SIMD-based decoding of posting lists

  • Authors:
  • Alexander A. Stepanov;Anil R. Gangolli;Daniel E. Rose;Ryan J. Ernst;Paramjit S. Oberoi

  • Affiliations:
  • A9.com, Palo Alto, CA, USA;A9.com, Palo Alto, CA, USA;A9.com, Palo Alto, CA, USA;A9.com, Palo Alto, CA, USA;A9.com, Palo Alto, CA, USA

  • Venue:
  • Proceedings of the 20th ACM international conference on Information and knowledge management
  • Year:
  • 2011

Quantified Score

Hi-index 0.00

Visualization

Abstract

Powerful SIMD instructions in modern processors offer an opportunity for greater search performance.

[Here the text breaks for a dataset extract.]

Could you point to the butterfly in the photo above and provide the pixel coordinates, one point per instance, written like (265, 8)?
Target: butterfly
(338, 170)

In this paper, we apply these instructions to decoding search engine posting lists. We start by exploring variable-length integer encoding formats used to represent postings. We define two properties, byte-oriented and byte-preserving, that characterize many formats of interest. Based on their common structure, we define a taxonomy that classifies encodings along three dimensions, representing the way in which data bits are stored and additional bits are used to describe the data. Using this taxonomy, we discover new encoding formats, some of which are particularly amenable to SIMD-based decoding. We present generic SIMD algorithms for decoding these formats. We also extend these algorithms to the most common traditional encoding format. Our experiments demonstrate that SIMD-based decoding algorithms are up to 3 times faster than non-SIMD algorithms.